Our example above is the simplest example of logstash. However, most production environments use the-f parameter to read configuration files. As we mentioned above, the configuration file is usually in the / etc/logstash/conf.d directory and must end with .conf to be read by the logstash service.

This time, let's take the configuration file as an example:

1) first, we go to the conf.d directory, then create the configuration file l1.conf and enter the following:

Input {file {path = > "/ var/log/.txt"}} output {stdout {codec = > rubydebug}}

Save exit.

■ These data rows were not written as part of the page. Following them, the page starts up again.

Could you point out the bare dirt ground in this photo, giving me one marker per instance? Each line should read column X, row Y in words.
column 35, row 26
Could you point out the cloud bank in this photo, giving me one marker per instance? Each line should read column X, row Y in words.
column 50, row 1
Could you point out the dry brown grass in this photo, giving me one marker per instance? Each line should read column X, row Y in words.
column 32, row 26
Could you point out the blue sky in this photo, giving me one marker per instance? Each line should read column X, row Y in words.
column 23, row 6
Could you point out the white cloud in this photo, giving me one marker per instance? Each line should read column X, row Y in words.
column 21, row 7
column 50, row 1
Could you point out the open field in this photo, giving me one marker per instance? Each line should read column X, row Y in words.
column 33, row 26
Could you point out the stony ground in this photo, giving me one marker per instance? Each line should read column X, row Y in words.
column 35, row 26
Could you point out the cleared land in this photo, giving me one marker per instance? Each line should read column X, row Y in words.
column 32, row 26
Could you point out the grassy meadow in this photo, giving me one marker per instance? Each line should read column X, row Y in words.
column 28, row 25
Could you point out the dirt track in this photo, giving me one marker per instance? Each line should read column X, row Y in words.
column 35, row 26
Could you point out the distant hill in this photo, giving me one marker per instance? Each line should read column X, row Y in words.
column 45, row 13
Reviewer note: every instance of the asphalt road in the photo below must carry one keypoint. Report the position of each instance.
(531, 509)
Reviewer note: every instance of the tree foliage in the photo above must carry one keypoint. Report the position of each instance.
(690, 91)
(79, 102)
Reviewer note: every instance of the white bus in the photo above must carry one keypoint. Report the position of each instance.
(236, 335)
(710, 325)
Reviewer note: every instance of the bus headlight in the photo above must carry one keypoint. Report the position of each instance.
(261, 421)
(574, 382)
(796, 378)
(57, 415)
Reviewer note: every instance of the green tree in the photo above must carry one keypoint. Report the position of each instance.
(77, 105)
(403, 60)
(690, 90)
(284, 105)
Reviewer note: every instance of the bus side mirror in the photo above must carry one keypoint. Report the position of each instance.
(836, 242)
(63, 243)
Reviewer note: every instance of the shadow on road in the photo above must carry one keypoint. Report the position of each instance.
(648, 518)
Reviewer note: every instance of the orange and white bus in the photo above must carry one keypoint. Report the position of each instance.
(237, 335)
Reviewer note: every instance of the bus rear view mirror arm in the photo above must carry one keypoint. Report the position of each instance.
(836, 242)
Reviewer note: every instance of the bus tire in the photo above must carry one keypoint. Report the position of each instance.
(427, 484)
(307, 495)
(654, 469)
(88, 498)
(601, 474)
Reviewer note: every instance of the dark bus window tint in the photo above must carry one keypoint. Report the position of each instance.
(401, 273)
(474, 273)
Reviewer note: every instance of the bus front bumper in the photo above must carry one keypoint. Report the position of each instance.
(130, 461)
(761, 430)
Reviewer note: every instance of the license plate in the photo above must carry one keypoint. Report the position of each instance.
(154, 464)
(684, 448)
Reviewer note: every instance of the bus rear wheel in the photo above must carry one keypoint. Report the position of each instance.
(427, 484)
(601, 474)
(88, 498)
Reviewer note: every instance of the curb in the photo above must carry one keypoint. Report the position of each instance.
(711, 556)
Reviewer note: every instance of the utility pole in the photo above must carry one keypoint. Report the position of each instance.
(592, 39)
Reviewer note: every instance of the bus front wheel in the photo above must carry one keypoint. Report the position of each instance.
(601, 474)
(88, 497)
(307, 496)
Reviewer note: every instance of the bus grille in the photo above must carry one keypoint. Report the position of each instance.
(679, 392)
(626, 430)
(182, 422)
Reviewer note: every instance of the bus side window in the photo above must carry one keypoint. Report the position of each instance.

What this means is that we create a configuration file to read the log file / var/log/.txt, and as soon as there is data in this file, we will read it out.

Next, start the logstash service:

[root@: / etc/logstash/conf.d] # / usr/share/logstash/bin/logstash-f / etc/logstash/conf.d/l1.confSending Logstash logs to / var/log/logstash which is now configured via log4j2.properties [2019-01-22T03:19:03462] [WARN] [logstash.config.source.multilocal] Ignoring the 'pipelines.yml' file because modules or command line options are specified [2019-01-22T03:19:03486] [INFO] [logstash.runner] Starting Logstash {"logstash.version" = > "6.5.4"} [2019-01-22T03:19:08344] [INFO] [logstash.pipeline] Starting pipeline {: pipeline_id= > "main" "pipeline.workers" = > 4, "pipeline.batch.size" = > 125, "pipeline.batch.delay" = > 50} [2019-01-22T03:19:08655] [INFO] [logstash.inputs.file] No sincedb_path set, generating one based on the "path" setting {: sincedb_path= > "/ var/lib/logstash/plugins/inputs/file/.sincedb_0d6c5b209e03529a50b2eca9300b7d96" : path= > ["/ var/log/.txt"]} [2019-01-22T03:19:08706] [INFO] [logstash.pipeline] Pipeline started successfully {: pipeline_id= > "main",: thread= > "#"} [2019-01-22T03:19:08773] [INFO] [logstash.agent] Pipelines running {: count= > 1,: running_pipelines= > [: main],: non_running_pipelines= > [2019-01-22T03:19:08783] [INFO] [filewatch.observingtail] START Creating Discoverer, Watch with file and sincedb collections [2019-01-22T03:19:09220] [INFO] [logstash.agent] Successfully started Logstash API endpoint {: port= > 9600}

There will be a bunch of startup messages that don't interfere with the experiment.

Next, enter a line into / var/log/.txt on the other terminal:

[root@::172.31.22.29 / etc/logstash] # echo "`date` + timestamp is OK" > > / var/log/.txt

Then go back to the original terminal to view the content:

{"message" = > "Tue Jan 22 03:21:32 UTC 2019 + timestamp is OK", "@ version" = > "1", "@ timestamp" = > 2019-01-22T03:21:33.843Z, "path" = > "/ var/log/.txt", "host" = > "ip-172-31-22-29.ec2.internal"}

The logstash service reads the / var/log/.txt file and collects data for display.

Next, let's interpret the configuration file l1.conf:

First of all, let's take a look at the input plug-in, where the input source of input is defined as file, and then the path of the file is specified as / var/log/.txt, that is, the content of this file is used as the input source. The path attribute here is a required configuration, and the subsequent path must be an absolute path, not a relative path. If you need to monitor multiple files, you can separate them by commas. As follows:

Path = > ["PATH1", "PATH2", "PATH3"]

The output plug-in here still uses rubydebug's JSON output format.

Welcome to subscribe "Shulou Technology Information " to get latest news, interesting things and hot topics in the IT industry, and controls the hottest and latest Internet news, technology news and IT industry trends.

*The comments in the above article only represent the author's personal views and do not represent the views and positions of this website. If you have more insights, please feel free to contribute and share.